Robert Milner also has a Back to Basics Approach book as well.



This is the route that I took with my last dog, and it was really helpful for me, but even more so for my dog. I also read "Don't Shoot the Dog", which is a great primer on the positive training method that Milner adopted. There are a lot of ways to skin a cat, I'll take this one every time.No shock collar or aversive training. Put them in a position to succeed and they learn fast. Training should be fun for both of you.

 
Thanks greg so far i have read back to basics and halfway through the wild rose book. I just read google reviews from millers kennel and a few people making statements that the dogs are gun shy. I know introduction has 99% to do with it but i didn't like the response milner posted which was that magnum duck loads are to much for a dogs ears. I also looked in a golden retriever from a place call Adirondac Golden Retrievers. Does anyone hunt a golden?
 
I'm only a year in but happy with my Boykin spaniel. He recovered all but 1 bird I sent him on last year and that one was a cripple that swam him over 100 yards after being shot 3 times. I finally called him off for fear of him tiring out in open water. I don't know how much colder you'd be hunting than what I hunt though. They've got a good thick double coat but sometimes smaller dogs have a tough time in the cold. I'm expecting big things this fall and winter from him.

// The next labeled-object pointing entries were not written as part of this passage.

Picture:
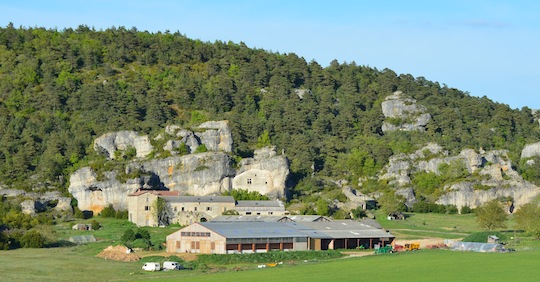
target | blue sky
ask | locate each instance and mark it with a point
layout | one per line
(487, 48)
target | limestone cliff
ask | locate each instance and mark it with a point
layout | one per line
(109, 143)
(194, 174)
(491, 176)
(404, 114)
(265, 173)
(531, 150)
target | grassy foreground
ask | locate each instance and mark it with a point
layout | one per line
(425, 265)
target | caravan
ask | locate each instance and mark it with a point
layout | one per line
(171, 265)
(152, 266)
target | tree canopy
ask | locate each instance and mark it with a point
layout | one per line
(60, 89)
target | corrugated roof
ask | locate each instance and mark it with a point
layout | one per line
(252, 229)
(204, 199)
(251, 204)
(343, 229)
(247, 218)
(165, 193)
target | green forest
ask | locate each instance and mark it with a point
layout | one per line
(60, 89)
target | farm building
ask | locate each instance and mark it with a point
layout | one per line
(238, 237)
(343, 234)
(261, 208)
(260, 236)
(182, 209)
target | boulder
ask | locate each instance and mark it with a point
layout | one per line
(217, 136)
(531, 150)
(406, 115)
(108, 143)
(265, 173)
(196, 174)
(94, 194)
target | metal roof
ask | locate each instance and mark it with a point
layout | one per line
(339, 229)
(342, 229)
(260, 218)
(196, 199)
(268, 204)
(252, 229)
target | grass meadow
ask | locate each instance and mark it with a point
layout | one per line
(79, 263)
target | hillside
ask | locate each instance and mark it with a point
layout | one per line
(61, 89)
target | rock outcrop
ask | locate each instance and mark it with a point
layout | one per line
(109, 143)
(531, 150)
(200, 174)
(196, 174)
(95, 193)
(36, 202)
(217, 135)
(404, 114)
(495, 176)
(265, 173)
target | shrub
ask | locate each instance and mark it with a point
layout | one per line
(95, 225)
(466, 210)
(201, 149)
(121, 215)
(451, 209)
(108, 211)
(32, 239)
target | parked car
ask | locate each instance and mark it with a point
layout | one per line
(152, 266)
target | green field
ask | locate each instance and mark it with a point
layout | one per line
(68, 264)
(78, 263)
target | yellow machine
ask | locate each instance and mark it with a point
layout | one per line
(411, 247)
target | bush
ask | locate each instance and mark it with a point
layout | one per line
(108, 211)
(121, 215)
(466, 210)
(95, 225)
(201, 149)
(451, 209)
(32, 239)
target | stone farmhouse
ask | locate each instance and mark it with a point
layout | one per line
(221, 237)
(186, 210)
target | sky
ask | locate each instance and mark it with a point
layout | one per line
(485, 48)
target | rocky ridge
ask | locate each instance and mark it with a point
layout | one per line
(403, 113)
(497, 177)
(207, 173)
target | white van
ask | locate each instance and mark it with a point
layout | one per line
(152, 266)
(171, 265)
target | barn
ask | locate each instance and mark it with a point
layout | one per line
(239, 237)
(259, 236)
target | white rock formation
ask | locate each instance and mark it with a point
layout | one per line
(265, 173)
(411, 116)
(109, 143)
(531, 150)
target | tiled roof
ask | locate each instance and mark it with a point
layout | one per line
(163, 193)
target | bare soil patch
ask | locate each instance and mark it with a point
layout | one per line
(118, 253)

He was very easy to introduce the gun to. I reprimed shotgun hulls then popped them while the retrieving bumper was in the air. Did 100 or so of these then introduced live rounds. He didn't flinch when the primed hulls were replaced with live rounds. I'd recommend doing it in the context of hunting vs trying to make it ambient noise- build a positive association and a gunshy-prone dog should have less chance of being spooked.

Probably not the breed you want for breaking ice 60 days in a season and they don't run in the big field trials but are quite capable at flushing or recovering game.
 
i train with alotta goldens an boykins those little dogs have big hearts !! i run test with them an they perform well ive also seen 100's of goldens from feild to show ring an you tell a difference i just placed a deposit on another pup im a Yellow lab guy but if you would like to come out an check out some training, or theres a hunt test coming up next weekend pretty local to you there will be alot of breeds all doin retriever work ill be there running Master with my boy, i think once you see it youll know what you want just trying to help ya out being im local to you ... I also for got look at Tollers they are a small golden looking i run trials an they are pretty bad ass little dogs like boykins ...
 
I love Tollers. Smart, gorgeous animals. If you are wanting a puppy though, get on the list now and you may get a puppy in about two years.